Error analysis of distributed least squares ranking

doi:10.1016/j.neucom.2019.06.071

Neurocomputing

Volume 361, 7 October 2019, Pages 222-228

https://doi.org/10.1016/j.neucom.2019.06.071 Get rights and content

Abstract

Learning theory of distributed kernel methods has attracted much attentions recently. However, the existing theory analysis is limited to the kernel regression with pointwise losses. It is not clear whether theory guarantees can be obtained for distributed kernel methods with pairwise losses. To answer this question, this paper considers a new pairwise ranking algorithm, called distributed regularized least squares ranking (DRLSRank), under the divide and conquer strategy. Rather than minimizing the empirical pairwise risk associated the whole data, the proposed DRLSRank obtains the individual ranking functions based on data subsets and takes their weighted average as a final predictor. Theoretically, we derive the generalization bounds in expectation via integral operator approximation technique. Our results show that DRLSRank can achieve a satisfactory learning rate and the additional unlabeled data are crucial for relaxing the restriction on the number of data subsets, which fills the theoretical gap on learning theory for distributed pairwise ranking.

Introduction

Divide and conquer strategy has been used successfully for kernel methods with big scale data [1], [2], [3]. Compared with other techniques for big scale data, e.g., Markov sampling [4], [5], [6] and path algorithm [7], [8], divide and conquer strategy explores all the data in small batches simultaneously. In general, there are three key steps for kernel methods under divide and conquer strategy: dividing the whole data into manageable subsets, obtaining the individual learning machine in each subset, and getting the final predictor by combining these individual machines [2], [3], [9]. Following this way, distributed learning has provided an effective strategy to conquer the big data challenges [1], [2], [10] and to realize the privacy-preserving data mining [3].

Along with its practical success, theoretical foundations of distributed kernel methods have been investigated recently. For distributed regularized least-squares, the optimal learning rates in expectation are provided in [2], [9]. For the distributed spectral algorithm, the convergence rate has been well understood in [11]. In [12], the error analysis for distributed multi-penalty regularization is derived by Neumann expansion and a second order decomposition on the difference of operator inverse approach. In [13], the generalization ability is characterized for a distributed gradient descent algorithm. A novel analysis framework is conducted for distributed semi-supervised regression [3], which shows the unlabeled data play important roles in reducing the distributed error and relaxing the restriction on the number of data subsets.
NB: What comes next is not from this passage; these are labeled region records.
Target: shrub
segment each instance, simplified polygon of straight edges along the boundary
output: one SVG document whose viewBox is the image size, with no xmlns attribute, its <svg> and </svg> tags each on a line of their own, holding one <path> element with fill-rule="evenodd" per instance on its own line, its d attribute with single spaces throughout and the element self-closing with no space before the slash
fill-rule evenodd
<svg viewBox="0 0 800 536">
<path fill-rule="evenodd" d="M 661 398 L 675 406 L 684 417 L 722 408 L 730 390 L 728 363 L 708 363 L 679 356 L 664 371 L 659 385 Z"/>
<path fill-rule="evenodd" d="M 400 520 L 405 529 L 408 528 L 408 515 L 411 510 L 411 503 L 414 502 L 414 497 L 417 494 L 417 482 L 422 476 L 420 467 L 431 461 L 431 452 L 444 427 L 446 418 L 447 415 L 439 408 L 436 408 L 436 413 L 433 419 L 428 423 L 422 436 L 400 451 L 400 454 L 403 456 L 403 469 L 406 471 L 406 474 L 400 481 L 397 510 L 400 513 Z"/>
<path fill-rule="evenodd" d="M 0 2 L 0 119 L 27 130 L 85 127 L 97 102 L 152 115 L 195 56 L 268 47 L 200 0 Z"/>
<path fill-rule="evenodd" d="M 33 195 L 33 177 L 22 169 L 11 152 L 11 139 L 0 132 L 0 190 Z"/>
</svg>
In [14], the bias correction is applied to further improve the learning performance of regularized kernel networks, and their optimal learning rates are reached for distributed regression setting.

Despite rapid progress on distributed learning theory, all the above results are restricted to the pointwise kernel methods (or kernel methods with pointwise losses). It still remains unclear for learning theory analysis to distributed kernel methods with pairwise losses (e.g., pairwise ranking [15], [16], [17], [18], similarity/metric learning [19], [20], [21]). Meanwhile, the computational complexity of pairwise learning machines is usually higher than the corresponding pointwise learning, especially for the big data setting. This motivates us to explore theoretic foundations for pairwise kernel methods under divide and conquer strategy.
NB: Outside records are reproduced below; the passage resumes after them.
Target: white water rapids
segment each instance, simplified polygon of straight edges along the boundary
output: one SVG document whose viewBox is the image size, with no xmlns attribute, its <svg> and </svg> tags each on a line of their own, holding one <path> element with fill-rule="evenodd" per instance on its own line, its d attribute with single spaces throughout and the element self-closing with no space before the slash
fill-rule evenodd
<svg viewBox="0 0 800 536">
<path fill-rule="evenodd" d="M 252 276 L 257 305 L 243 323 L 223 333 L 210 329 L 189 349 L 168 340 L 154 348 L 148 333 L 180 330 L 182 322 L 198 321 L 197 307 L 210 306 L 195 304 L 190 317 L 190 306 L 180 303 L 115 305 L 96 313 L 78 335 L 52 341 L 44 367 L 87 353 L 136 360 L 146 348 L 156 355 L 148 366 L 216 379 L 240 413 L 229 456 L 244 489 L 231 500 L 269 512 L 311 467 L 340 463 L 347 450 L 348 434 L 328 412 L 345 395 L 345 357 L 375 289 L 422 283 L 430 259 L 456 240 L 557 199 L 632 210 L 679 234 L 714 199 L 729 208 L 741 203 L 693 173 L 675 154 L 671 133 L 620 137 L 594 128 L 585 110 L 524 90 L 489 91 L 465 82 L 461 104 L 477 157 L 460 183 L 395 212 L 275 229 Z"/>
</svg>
By applying the divide and conquer strategy to regularized least squares ranking (RLSRank) [15], [16], [22], we formulate a distributed ranking algorithm, called distributed regularized least squares ranking (DRLSRank). Under this distributed learning strategy, the proposed ranking model has much advantage on computational feasibility and can deal with ranking task with big data. The main contribution of this paper is to establish the generalization bounds of DRLSRank based on the solution characteristics of RLSRank [16], [17], [23], the operator approximation techniques [24], and the error decomposition strategy in [3]. The error bounds show the proposed DRLSRank can also achieve satisfactory learning rates under mild conditions, which provide the learning theory guarantees for the distributed pairwise approach.
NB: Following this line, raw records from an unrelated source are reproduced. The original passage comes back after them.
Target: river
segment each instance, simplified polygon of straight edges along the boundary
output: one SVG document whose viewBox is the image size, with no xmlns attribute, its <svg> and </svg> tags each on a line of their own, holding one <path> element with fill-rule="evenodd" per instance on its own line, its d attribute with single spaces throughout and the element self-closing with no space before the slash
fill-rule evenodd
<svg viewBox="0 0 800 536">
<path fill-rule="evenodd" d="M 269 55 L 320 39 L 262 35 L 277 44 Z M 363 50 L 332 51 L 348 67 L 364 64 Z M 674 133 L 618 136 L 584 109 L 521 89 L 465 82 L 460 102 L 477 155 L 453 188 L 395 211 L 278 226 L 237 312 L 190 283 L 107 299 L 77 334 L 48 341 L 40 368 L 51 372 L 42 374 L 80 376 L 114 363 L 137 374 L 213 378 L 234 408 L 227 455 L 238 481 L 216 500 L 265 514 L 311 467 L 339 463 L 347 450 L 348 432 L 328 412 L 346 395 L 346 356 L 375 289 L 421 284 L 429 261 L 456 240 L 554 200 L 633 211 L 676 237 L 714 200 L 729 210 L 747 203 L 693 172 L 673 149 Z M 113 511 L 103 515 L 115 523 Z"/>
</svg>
The remainder of this paper includes the algorithm framework and its theoretical analysis. In Section 2, we briefly review some related works on regularized least squares ranking and ranking learning theory. Section 3 formulates the distributed regularized ranking and Section 4 provides the upper bound on the excess ranking risk. Finally, Section 5 concludes the paper.

Section snippets

Related works

In this section, we recall some related works on regularized least squares ranking. In [15], the magnitude-preserving least squares ranking is proposed and its concentration estimation is established by stability analysis technique. In [16], a novel solution expression and the convergence rate of RLSRank are derived by the properties of integral operators. In [23], the multi-scale kernel is incorporated into RLSRank to better approximate the non-flat function. Furthermore, a stochastic gradient

Preliminaries

Let us revisit the background on ranking problem for learning a real-valued function [15], [26].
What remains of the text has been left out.